Respuesta :
Answer:
[tex]\frac{u^2+3}{-u^3+u^2-2u}u'=\frac{1}{x}[/tex]
Step-by-step explanation:
First step: I'm going to solve our substitution for y:
[tex]u=\frac{y}{x}[/tex]
Multiply both sides by x:
[tex]ux=y[/tex]
Second step: Differentiate the substitution:
[tex]u'x+u=y'[/tex]
Third step: Plug in first and second step into the given equation dy/dx=f(x,y):
[tex]u'x+u=\frac{x(ux)+(ux)^2}{3x^2+(ux)^2}[/tex]
[tex]u'x+u=\frac{ux^2+u^2x^2}{3x^2+u^2x^2}[/tex]
We are going to simplify what we can.
Every term in the fraction on the right hand side of equation contains a factor of [tex]x^2[/tex] so I'm going to divide top and bottom by [tex]x^2[/tex]:
[tex]u'x+u=\frac{u+u^2}{3+u^2}[/tex]
Now I have no idea what your left hand side is suppose to look like but I'm going to keep going here:
Subtract u on both sides:
[tex]u'x=\frac{u+u^2}{3+u^2}-u[/tex]
Find a common denominator: Multiply second term on right hand side by [tex]\frac{3+u^2}{3+u^2}[/tex]:
[tex]u'x=\frac{u+u^2}{3+u^2}-\frac{u(3+u^2)}{3+u^2}[/tex]

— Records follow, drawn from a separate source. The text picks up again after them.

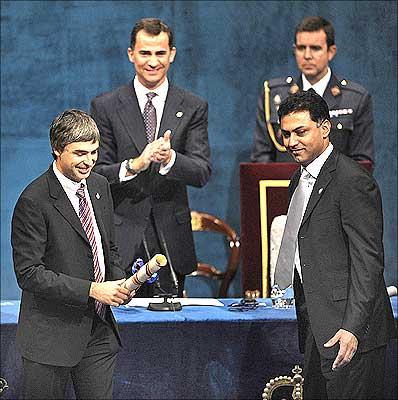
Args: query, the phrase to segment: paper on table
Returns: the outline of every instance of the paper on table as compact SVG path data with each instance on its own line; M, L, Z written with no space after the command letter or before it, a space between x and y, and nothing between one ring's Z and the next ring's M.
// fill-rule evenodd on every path
M214 306L223 307L224 304L217 299L211 298L172 298L167 299L167 301L175 301L181 303L182 306ZM126 307L148 307L149 303L163 303L163 298L161 297L151 297L151 298L135 298L133 297Z

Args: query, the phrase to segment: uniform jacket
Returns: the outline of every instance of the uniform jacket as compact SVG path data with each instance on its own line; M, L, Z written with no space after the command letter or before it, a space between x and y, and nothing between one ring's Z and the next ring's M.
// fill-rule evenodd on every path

Combine fractions while also distributing u to terms in ( ):
[tex]u'x=\frac{u+u^2-3u-u^3}{3+u^2}[/tex]
[tex]u'x=\frac{-u^3+u^2-2u}{3+u^2}[/tex]
Third step: I'm going to separate the variables:
Multiply both sides by the reciprocal of the right hand side fraction.
[tex]u' \frac{3+u^2}{-u^3+u^2-2u}x=1[/tex]
Divide both sides by x:
[tex]\frac{3+u^2}{-u^3+u^2-2u}u'=\frac{1}{x}[/tex]
Reorder the top a little of left hand side using the commutative property for addition:
[tex]\frac{u^2+3}{-u^3+u^2-2u}u'=\frac{1}{x}[/tex]
The expression on left hand side almost matches your expression but not quite so something seems a little off.